Addis Abeba , mercoledì, 15. dicembre, 2021 14:00 (ACI Stampa).
Le guerre africane nella contemporaneità, l’epoca della globalizzazione del XXI secolo, sono definite ‘guerre nere’ a causa della loro enigmaticità: conflitti le cui radici sono difficili da capire. In Europa e sui media occidentali in genere sono rappresentate come brutali e selvagge, dal sapore esclusivamente etnico e perciò stesso arcaiche, quasi incomprensibili.
Si tratta in realtà di conflitti molto più moderni di ciò che si potrebbe pensare, legati alle condizioni socioeconomiche e ambientali delle terre in cui scoppiano, dove si mescolano registri culturali e umani diversi. Le guerre africane sono politiche tanto quanto quelle degli altri continenti, e sono frutto delle trasformazioni che il continente sta vivendo fin dal volgere del millennio.
Ad inizio novembre mons. Seyoum Fransua Noel, vicario apostolico di Hosanna e direttore Nazionale delle Pontificie Opere Missionarie in Etiopia, aveva lanciato un appello per la pace: “Sono profondamente addolorato per tutto quello che sta avvenendo nella regione del Tigray e nelle regioni accanto Amhara e Afar, anche se un in tutto il Paese si stanno registrando disordini da almeno un anno, ora degenerati in modo drammatico.

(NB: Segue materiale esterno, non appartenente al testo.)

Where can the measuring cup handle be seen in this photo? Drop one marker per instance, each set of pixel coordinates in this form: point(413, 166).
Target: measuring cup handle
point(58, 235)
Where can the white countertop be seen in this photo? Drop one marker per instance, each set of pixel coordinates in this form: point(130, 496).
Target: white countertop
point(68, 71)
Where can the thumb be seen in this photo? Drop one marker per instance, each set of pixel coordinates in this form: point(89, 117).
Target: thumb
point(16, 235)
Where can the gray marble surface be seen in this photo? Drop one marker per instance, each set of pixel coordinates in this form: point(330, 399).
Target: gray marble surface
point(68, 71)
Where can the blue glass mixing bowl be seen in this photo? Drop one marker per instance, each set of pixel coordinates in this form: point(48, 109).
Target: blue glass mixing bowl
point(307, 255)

Quando c’è un conflitto, le vittime sono i poveri, è necessario che ci sia un dialogo tra le parti per ristabilire un equilibrio sociale. La guerra è inutile, la gente sta soffrendo molto, occorre cercare la pace e la sicurezza”.
La situazione nel Corno d’Africa è drammatica: a un anno dallo scoppio della guerra in Tigray, il caos regna sovrano e la leadership del primo ministro Abyi sembra appesa a un filo. Gradualmente, l’area settentrionale dell’Etiopia, è sprofondata in una grave crisi umanitaria: migliaia di morti tra i militari dei due fronti e, soprattutto, tra la popolazione inerme; stragi, carneficine, stupri di massa, saccheggi e mutilazioni su innocenti; 5.200.000 abitanti (su circa 6.500.000) sono in stato di drammatica necessità alimentare mentre gli sfollati interni ammontano a 2.100.000 (a cui debbono aggiungersi gli oltre 60.000 fuggiti in Sudan).
Le spese militari sono salite ad oltre £ 500.000.000 in un anno e si è registrata la fuga degli investitori. L’abbandono di terreni, pascoli e bestiame in tante zone colpite dalla guerra e le ricorrenti carestie, ha creato una situazione di povertà e, mentre la crescita economica dal 10-11% del tempo pre-conflitto è calata al 2% del 2021.